GPhC inspections are not the existential events some clinic owners treat them as — but they are not casual either. The framework is published, the questions are largely predictable, and the operators who prepare consistently emerge with Good or Outstanding ratings. This piece is a practical preparation checklist for clinic owners.
How GPhC inspections work — announced, unannounced, themed
GPhC inspections are typically announced but can be unannounced. Themed inspections focus on specific risk areas (CDs, remote dispensing, specials). Inspection outcomes are published publicly on the GPhC pharmacy register. The inspector's role is assessment against published standards, not enforcement; enforcement decisions follow assessment where required.
The five GPhC standards areas and what inspectors actually look at
GPhC inspections assess against 5 principles covering governance, staff, environment, services and equipment. Inspectors look at: documented SOPs and how they match actual practice (the most common finding gap), training records, patient interactions, CD register integrity, complaints handling, and physical environment. The five principles are the entire framework — not a starting point.
Documentation that needs to be ready and accessible
Inspection-day documentation includes: SOP library with version control, training matrix with completion records, CD register reconciliation, recent complaints and resolutions, prescriber lists with GMC/NMC/GPhC verification, patient consent records, DSAR log, and recent supplier and subprocessor audit records. Inspection-ready means accessible in under 5 minutes per item.
Common findings — what most pharmacies get pinged on
Most common findings relate to standard operating procedure (SOP) currency and SOP-to-practice gaps. Other common findings: CD-register late entries, training matrix completeness, complaints-handling documentation, environment cleanliness, and audit-trail integrity. Inspectors tend to find what they expect to find; preparation closes the expectation-to-reality gap.
Pre-inspection mock — what to run two weeks before
A pre-inspection mock should run two weeks before an announced inspection or annually as continuous practice. Run the inspector's checklist; ask staff to demonstrate procedures; check whether SOPs match practice; reconcile the CD register; pull a sample of recent dispenses and trace them end-to-end. Document gaps and fix them before the real inspection.
After the inspection — improvement notices and how to respond
Pharmacies given an unsatisfactory rating must submit a written improvement action plan. Inspection ratings are now published publicly on the GPhC pharmacy register, so commercial consequences follow ratings. Improvement notices should be responded to with specific, measurable actions and clear timelines — generic responses are inadequate.

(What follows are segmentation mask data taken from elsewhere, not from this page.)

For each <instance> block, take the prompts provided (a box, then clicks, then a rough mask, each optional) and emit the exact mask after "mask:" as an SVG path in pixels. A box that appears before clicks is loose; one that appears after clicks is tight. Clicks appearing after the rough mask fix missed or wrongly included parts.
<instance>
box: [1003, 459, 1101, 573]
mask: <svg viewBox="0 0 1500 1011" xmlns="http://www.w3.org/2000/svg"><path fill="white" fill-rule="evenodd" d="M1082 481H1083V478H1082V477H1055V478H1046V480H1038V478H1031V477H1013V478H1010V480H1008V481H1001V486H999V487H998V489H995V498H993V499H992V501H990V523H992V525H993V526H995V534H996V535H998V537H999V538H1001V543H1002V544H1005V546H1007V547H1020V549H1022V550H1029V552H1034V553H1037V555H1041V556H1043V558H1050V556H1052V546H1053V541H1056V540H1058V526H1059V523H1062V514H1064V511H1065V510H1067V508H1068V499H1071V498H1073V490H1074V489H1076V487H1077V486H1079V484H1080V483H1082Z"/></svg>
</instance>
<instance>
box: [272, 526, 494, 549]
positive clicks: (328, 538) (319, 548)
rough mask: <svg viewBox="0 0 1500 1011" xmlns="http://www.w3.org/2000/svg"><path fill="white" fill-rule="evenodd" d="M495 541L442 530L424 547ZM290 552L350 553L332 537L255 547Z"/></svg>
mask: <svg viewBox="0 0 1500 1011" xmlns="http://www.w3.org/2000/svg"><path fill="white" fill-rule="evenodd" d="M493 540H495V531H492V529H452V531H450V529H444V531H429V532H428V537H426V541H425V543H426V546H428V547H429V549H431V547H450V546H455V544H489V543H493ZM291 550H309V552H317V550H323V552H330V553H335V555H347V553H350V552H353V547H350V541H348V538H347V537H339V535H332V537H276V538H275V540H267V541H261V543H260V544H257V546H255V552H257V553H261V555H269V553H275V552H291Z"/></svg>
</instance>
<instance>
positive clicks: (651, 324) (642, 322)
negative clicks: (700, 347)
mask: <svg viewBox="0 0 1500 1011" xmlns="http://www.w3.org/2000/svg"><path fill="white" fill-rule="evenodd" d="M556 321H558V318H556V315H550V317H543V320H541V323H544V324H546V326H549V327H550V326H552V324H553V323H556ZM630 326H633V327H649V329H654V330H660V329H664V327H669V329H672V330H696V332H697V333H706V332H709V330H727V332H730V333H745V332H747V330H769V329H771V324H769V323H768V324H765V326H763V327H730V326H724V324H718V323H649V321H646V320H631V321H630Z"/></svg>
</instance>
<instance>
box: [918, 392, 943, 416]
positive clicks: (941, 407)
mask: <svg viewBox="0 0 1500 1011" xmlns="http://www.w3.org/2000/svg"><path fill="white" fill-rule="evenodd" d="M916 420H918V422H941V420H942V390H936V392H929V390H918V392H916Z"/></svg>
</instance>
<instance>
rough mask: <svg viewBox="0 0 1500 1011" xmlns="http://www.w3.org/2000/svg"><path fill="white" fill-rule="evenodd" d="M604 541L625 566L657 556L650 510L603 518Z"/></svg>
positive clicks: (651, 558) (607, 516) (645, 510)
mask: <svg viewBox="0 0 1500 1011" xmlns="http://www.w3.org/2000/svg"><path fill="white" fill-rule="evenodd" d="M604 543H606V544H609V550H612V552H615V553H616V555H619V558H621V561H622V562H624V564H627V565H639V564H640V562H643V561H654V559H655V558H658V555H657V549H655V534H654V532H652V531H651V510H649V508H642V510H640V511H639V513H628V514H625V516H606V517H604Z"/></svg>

Inspection ratings are now published publicly on the GPhC pharmacy register. Commercial consequences of poor ratings follow quickly — investors and partners read ratings closely.
Inspectors tend to find what they expect to find. Preparation closes the expectation-to-reality gap.
GPhC inspection preparation is not a one-off project — it is continuous practice. Pharmacies that treat the standards as the operating manual rather than an annual exam pass without theatre. The work happens every week; the inspection is the documentation moment.